I read your email to R----- with interest, and would like to say a few words, which I hope you will consider with patience. I found your point of view to be lacking clarity in what I believe is the critical issue: the true nature of the law.
You have argued eloquently that obedience to the law is the missing element in much of what passes for Christianity, and you have said that the Church's failure to honor and obey the law stems from a perverse reading of the apostle Paul. I have a severe criticism of your position. You failed to mention that obedience to the law, by the very nature of the law, must be total and complete obedience - that is, perfection. There is a little word that has often been overlooked by many: that word is "all". God did not merely say "love the Lord your God", but "love the Lord your God with all your heart, with all your soul, with all your strength." The focus of this command is on how you must love God, and the point is: that manner must be total. If we haven't loved God with "all" our heart, soul and strength, then we have not obeyed this first and great commandment.
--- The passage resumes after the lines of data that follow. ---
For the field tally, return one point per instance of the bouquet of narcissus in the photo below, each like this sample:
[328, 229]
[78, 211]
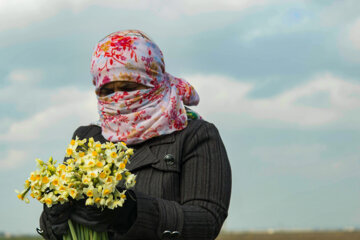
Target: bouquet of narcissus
[91, 172]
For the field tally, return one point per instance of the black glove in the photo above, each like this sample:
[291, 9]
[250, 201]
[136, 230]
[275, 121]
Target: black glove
[119, 219]
[53, 220]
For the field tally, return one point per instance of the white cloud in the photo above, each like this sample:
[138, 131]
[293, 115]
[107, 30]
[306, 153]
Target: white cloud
[21, 13]
[354, 34]
[13, 159]
[294, 155]
[68, 106]
[226, 96]
[25, 76]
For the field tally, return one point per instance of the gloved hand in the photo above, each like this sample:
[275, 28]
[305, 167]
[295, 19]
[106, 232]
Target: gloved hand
[119, 219]
[53, 220]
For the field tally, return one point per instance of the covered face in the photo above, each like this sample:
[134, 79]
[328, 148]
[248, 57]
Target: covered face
[136, 115]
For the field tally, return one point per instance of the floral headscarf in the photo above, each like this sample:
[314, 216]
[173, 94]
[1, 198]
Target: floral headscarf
[136, 116]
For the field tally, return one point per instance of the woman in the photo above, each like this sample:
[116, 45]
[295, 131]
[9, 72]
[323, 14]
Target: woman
[183, 173]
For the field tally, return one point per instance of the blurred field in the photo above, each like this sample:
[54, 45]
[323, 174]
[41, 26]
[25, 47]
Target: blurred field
[329, 235]
[266, 236]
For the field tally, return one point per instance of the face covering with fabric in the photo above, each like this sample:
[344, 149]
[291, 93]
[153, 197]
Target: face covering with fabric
[136, 116]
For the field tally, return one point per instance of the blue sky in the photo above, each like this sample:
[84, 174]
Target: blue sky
[280, 79]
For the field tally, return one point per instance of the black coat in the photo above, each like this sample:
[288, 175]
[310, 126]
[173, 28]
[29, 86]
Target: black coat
[183, 182]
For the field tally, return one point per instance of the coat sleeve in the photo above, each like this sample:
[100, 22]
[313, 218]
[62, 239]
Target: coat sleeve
[205, 194]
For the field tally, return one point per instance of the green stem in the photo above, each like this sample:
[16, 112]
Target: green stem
[81, 231]
[72, 230]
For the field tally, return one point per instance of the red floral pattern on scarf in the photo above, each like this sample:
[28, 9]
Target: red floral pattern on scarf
[136, 116]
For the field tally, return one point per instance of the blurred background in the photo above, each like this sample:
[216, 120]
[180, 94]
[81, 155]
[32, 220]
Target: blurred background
[280, 79]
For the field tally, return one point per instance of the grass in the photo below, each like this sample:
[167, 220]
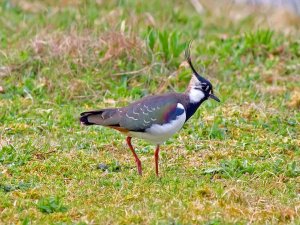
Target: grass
[233, 163]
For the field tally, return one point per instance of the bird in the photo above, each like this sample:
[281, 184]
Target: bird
[155, 118]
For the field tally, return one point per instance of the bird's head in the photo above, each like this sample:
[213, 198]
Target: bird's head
[200, 88]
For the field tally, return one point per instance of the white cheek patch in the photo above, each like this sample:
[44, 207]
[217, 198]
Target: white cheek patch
[196, 95]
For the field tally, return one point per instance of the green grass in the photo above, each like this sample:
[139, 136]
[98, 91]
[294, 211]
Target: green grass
[237, 162]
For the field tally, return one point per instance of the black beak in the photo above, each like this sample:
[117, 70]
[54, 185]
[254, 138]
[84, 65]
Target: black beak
[214, 97]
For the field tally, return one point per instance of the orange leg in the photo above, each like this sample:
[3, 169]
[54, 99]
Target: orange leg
[137, 160]
[156, 159]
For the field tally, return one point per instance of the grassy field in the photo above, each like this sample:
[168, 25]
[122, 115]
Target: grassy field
[237, 162]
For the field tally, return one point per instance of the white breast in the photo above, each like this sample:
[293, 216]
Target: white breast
[158, 134]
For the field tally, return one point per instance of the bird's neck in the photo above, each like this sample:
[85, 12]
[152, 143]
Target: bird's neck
[195, 98]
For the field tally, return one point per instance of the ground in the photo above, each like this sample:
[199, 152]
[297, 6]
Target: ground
[234, 162]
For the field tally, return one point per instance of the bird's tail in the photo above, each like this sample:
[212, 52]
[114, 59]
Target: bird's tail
[104, 117]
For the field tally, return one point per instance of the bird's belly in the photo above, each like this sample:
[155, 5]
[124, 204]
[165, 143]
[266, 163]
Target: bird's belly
[157, 134]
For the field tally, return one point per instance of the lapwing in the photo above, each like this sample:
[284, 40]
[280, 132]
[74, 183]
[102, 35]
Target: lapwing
[154, 118]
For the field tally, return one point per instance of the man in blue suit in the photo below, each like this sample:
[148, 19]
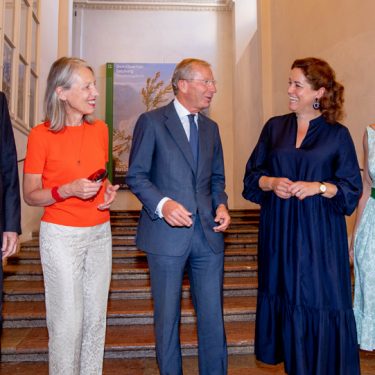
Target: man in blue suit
[177, 171]
[10, 222]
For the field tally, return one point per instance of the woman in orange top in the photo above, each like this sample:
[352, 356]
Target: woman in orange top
[75, 233]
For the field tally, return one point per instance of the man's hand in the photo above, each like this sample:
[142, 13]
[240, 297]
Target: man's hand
[10, 241]
[222, 217]
[176, 215]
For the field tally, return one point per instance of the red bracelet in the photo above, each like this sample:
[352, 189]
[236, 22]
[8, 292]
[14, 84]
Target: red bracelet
[55, 194]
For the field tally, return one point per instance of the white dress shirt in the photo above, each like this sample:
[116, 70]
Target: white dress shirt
[182, 113]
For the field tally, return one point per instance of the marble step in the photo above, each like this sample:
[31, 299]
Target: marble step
[234, 213]
[129, 243]
[17, 314]
[124, 233]
[32, 256]
[135, 270]
[238, 364]
[135, 341]
[33, 290]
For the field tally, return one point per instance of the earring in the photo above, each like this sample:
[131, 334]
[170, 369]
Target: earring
[316, 104]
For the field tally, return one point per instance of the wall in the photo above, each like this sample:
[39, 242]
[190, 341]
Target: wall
[339, 31]
[164, 36]
[247, 103]
[47, 54]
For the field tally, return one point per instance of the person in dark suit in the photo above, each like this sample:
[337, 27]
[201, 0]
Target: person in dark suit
[10, 211]
[181, 187]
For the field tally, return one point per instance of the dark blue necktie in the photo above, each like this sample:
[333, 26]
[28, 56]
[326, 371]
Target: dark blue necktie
[193, 137]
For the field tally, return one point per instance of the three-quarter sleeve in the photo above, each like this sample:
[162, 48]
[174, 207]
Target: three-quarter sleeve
[347, 176]
[256, 167]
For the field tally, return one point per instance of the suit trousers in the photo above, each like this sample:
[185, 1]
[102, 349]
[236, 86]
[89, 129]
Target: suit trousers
[1, 288]
[77, 263]
[205, 270]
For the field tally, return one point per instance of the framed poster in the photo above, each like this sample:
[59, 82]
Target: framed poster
[131, 89]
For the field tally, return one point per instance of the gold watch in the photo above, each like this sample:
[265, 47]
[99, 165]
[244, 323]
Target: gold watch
[322, 188]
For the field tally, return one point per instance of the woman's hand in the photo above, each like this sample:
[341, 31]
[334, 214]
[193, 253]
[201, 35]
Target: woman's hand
[303, 189]
[109, 196]
[80, 188]
[279, 185]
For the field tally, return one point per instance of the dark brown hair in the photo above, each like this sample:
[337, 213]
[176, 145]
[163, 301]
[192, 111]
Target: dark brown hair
[319, 74]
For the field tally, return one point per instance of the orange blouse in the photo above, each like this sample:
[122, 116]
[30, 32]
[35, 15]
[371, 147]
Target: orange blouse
[72, 153]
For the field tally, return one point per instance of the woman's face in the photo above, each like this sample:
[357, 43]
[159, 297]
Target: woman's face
[80, 98]
[301, 94]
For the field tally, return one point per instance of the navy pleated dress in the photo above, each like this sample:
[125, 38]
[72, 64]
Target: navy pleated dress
[304, 304]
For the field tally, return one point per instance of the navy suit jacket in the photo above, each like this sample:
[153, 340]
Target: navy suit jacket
[161, 165]
[10, 211]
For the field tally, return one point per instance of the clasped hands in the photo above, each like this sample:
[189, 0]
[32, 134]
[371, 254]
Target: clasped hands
[176, 215]
[285, 188]
[86, 189]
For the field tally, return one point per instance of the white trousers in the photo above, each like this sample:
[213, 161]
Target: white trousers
[77, 264]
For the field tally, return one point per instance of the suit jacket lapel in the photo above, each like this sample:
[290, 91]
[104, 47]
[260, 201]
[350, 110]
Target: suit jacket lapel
[176, 129]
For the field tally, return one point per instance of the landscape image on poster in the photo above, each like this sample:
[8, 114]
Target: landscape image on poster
[137, 88]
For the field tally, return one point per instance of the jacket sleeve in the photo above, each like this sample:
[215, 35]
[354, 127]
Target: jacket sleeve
[256, 167]
[138, 177]
[11, 209]
[218, 174]
[347, 176]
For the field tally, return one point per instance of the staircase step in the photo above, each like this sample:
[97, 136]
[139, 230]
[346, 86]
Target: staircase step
[17, 314]
[129, 244]
[33, 290]
[236, 250]
[137, 269]
[31, 344]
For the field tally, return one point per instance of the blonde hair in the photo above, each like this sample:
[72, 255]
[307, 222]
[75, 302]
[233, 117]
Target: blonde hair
[184, 70]
[61, 74]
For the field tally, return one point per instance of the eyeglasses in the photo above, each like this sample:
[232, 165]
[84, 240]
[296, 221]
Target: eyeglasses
[206, 82]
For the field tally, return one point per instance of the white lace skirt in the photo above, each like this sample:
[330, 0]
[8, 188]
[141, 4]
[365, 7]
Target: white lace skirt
[77, 264]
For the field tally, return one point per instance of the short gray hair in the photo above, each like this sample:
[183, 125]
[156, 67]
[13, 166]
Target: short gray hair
[61, 74]
[184, 70]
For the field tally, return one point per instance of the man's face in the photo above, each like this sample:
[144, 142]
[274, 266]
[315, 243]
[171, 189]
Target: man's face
[196, 91]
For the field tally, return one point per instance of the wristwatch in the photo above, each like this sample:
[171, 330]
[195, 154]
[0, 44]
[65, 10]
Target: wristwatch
[322, 188]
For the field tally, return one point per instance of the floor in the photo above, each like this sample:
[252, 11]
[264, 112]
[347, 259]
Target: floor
[238, 365]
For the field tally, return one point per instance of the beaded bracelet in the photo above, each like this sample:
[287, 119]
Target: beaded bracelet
[55, 194]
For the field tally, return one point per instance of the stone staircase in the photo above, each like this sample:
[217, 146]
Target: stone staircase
[130, 313]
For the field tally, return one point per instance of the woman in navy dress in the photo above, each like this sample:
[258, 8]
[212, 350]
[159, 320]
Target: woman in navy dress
[304, 173]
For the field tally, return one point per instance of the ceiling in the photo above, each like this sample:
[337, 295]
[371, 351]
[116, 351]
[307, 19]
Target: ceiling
[159, 4]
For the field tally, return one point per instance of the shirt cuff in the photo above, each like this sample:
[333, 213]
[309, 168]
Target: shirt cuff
[160, 205]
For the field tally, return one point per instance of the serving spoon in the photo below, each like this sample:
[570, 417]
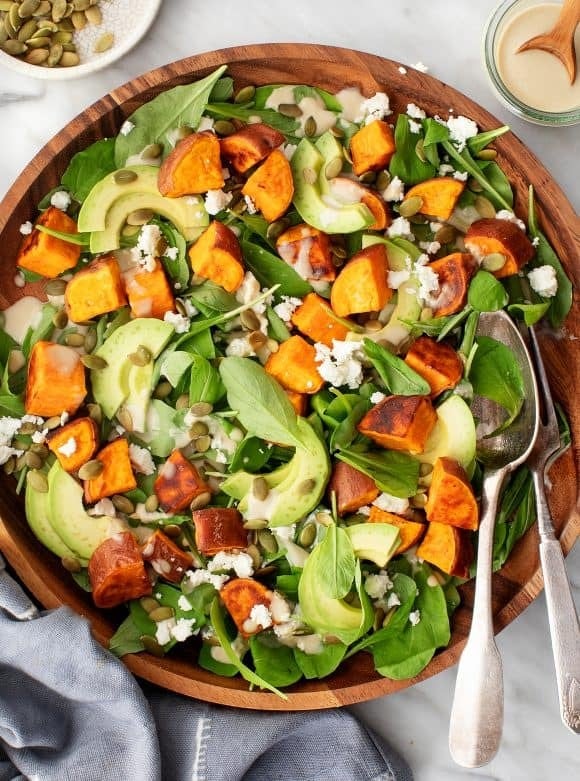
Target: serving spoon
[560, 40]
[477, 712]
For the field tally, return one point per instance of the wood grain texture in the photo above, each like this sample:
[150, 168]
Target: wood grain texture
[520, 580]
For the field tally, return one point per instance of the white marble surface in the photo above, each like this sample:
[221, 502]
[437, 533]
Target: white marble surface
[447, 37]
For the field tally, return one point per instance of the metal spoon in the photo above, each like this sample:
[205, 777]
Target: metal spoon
[559, 41]
[477, 712]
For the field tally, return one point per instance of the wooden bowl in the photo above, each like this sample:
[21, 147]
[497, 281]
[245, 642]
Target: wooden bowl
[520, 580]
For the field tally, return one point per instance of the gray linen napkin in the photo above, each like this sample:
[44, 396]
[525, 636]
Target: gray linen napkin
[70, 710]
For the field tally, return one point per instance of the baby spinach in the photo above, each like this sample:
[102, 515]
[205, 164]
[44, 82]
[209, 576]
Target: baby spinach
[399, 378]
[155, 121]
[88, 167]
[262, 406]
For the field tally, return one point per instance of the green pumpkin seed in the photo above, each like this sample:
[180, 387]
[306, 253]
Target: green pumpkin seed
[124, 176]
[411, 206]
[38, 481]
[91, 469]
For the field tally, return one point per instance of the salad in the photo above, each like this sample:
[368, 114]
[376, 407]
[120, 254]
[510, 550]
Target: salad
[242, 415]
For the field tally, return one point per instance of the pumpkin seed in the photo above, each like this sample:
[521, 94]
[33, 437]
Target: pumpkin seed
[484, 207]
[494, 261]
[91, 469]
[223, 127]
[411, 206]
[255, 524]
[38, 481]
[307, 535]
[70, 564]
[124, 176]
[245, 95]
[201, 500]
[151, 503]
[260, 488]
[290, 110]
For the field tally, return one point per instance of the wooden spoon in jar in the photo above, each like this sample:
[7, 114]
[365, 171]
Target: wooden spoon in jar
[560, 40]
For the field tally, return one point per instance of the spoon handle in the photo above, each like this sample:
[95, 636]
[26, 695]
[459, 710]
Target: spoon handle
[564, 626]
[477, 712]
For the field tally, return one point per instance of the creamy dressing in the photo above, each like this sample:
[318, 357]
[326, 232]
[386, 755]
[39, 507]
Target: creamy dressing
[537, 78]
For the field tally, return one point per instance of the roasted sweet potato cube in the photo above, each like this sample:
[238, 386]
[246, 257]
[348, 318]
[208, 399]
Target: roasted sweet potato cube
[74, 443]
[362, 285]
[491, 236]
[194, 166]
[149, 292]
[46, 255]
[352, 488]
[248, 147]
[178, 483]
[295, 367]
[219, 529]
[95, 290]
[439, 196]
[436, 362]
[117, 572]
[372, 147]
[217, 255]
[302, 243]
[271, 186]
[410, 532]
[400, 423]
[117, 475]
[55, 381]
[451, 499]
[454, 273]
[167, 559]
[314, 319]
[240, 596]
[448, 548]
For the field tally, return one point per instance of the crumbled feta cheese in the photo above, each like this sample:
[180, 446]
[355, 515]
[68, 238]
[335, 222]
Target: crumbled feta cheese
[69, 448]
[178, 321]
[395, 190]
[544, 281]
[141, 460]
[340, 365]
[377, 586]
[392, 504]
[126, 128]
[240, 563]
[460, 129]
[216, 200]
[505, 214]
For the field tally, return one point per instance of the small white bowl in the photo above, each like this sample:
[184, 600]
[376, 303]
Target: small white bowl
[148, 10]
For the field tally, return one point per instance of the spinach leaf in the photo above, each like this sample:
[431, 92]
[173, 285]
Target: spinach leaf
[271, 270]
[486, 293]
[322, 664]
[88, 167]
[561, 303]
[394, 473]
[262, 406]
[405, 163]
[496, 375]
[171, 109]
[274, 662]
[337, 563]
[399, 378]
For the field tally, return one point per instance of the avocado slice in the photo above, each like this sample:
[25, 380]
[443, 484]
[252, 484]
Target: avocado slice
[376, 542]
[286, 503]
[315, 206]
[113, 384]
[81, 532]
[37, 508]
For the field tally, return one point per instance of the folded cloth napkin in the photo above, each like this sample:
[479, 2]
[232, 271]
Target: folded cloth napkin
[71, 710]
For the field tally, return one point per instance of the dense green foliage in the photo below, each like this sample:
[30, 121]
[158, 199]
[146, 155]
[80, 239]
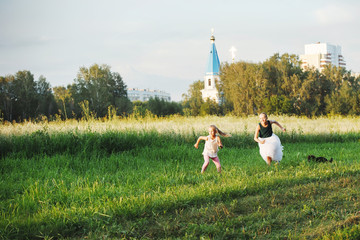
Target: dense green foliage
[280, 86]
[21, 97]
[148, 185]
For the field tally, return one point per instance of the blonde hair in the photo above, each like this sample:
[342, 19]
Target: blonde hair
[220, 132]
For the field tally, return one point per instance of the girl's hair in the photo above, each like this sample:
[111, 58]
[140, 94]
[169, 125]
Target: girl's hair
[263, 114]
[220, 132]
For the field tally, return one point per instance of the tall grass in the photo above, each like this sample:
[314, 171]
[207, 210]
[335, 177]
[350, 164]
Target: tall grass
[89, 183]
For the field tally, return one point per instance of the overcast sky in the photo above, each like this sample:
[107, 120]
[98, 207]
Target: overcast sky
[164, 44]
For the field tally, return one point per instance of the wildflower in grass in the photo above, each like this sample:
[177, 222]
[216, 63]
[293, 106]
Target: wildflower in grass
[269, 143]
[212, 144]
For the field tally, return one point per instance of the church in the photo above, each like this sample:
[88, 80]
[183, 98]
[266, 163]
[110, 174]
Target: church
[212, 73]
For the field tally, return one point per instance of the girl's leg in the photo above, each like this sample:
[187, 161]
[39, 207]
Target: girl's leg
[206, 163]
[268, 160]
[216, 161]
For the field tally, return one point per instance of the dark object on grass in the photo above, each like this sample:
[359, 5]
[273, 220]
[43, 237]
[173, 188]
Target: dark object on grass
[318, 159]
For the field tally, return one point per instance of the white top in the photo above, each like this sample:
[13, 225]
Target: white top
[211, 147]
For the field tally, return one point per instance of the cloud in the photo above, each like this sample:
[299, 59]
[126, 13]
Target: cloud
[336, 14]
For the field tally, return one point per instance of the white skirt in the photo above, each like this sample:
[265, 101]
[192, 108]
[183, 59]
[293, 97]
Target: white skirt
[271, 148]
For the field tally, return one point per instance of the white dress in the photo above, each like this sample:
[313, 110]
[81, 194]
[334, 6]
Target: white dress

Likewise with the second great commandment, as Jesus taught us, God does not merely say "love your neighbor", but "love your neighbor as you love yourself". Once again, the focus is on how you are to love your neighbor, so that if you haven't loved your neighbor in this total manner, you have not obeyed this commandment at all. Since all the law hangs on these two commands, failure to obey them is failure to the obey the law.
The law everywhere is about perfection and total obedience. It is not a loose collection of moral sayings that we can attend to as we wish, like at a cafeteria; it is a complete moral whole, and it demands perfect and total obedience. It everywhere commands us to observe "all" of it.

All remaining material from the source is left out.